It is wonderful, however, considering the twisting and scrambling in the
berth and the miscellaneous and ludicrous presentation of humanity in the
washroom at the end of the car, how presentable people make themselves in
a short space of time.  One realizes the debt of the ordinary man to
clothes, and how fortunate it is for society that commonly people do not
see each other in the morning until art has done its best for them.
To meet the public eye, cross and tousled and disarranged, requires
either indifference or courage.  It is disenchanting to some of our
cherished ideals.  Even the trig, irreproachable commercial drummer
actually looks banged-up, and nothing of a man; but after a few moments,
boot-blacked and paper-collared, he comes out as fresh as a daisy, and
all ready to drum.

Our travelers came out quite as well as could be expected, the artist
sleepy and a trifle disorganized, Mr. King in a sort of facetious humor
that is more dangerous than grumbling, Mr. De Long yawning and stretching
and declaring that he had not slept a wink, while Marion alighted upon
the platform unruffled in plumage, greeting the morning like a bird.

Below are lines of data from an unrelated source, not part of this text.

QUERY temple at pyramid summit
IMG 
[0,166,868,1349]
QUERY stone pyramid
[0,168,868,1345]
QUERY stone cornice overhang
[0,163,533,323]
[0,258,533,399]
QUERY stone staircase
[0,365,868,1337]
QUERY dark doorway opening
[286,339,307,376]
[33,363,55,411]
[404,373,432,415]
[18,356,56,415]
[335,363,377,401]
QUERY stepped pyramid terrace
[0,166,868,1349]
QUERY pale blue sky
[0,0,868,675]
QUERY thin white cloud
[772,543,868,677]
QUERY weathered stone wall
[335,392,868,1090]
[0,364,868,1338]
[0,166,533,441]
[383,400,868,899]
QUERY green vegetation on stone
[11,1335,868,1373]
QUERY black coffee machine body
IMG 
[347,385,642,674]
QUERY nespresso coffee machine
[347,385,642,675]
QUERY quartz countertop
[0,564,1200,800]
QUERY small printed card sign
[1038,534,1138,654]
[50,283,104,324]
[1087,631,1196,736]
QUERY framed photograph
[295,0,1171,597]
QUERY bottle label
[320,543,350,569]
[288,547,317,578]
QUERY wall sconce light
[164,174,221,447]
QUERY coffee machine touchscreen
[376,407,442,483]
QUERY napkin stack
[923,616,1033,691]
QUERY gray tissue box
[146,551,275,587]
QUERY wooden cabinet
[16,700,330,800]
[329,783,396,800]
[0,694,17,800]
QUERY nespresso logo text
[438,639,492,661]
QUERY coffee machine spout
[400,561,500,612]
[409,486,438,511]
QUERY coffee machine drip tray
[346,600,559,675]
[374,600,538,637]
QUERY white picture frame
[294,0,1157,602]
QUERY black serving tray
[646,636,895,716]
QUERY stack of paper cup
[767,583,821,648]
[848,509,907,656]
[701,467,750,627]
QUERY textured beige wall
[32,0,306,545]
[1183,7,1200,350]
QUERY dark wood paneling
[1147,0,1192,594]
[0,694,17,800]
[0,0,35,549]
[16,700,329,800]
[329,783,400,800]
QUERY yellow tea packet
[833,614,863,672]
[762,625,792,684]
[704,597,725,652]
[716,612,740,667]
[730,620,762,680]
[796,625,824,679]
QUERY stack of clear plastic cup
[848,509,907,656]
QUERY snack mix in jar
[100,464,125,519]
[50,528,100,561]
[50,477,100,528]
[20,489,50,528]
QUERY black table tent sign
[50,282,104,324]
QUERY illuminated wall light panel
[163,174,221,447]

There were the usual early loafers at the station, hands deep in pockets,
ruminant, listlessly observant.  No matter at what hour of day or night a
train may arrive or depart at a country station in America, the loafers
are so invariably there in waiting that they seem to be a part of our
railway system.  There is something in the life and movement that seems
to satisfy all the desire for activity they have.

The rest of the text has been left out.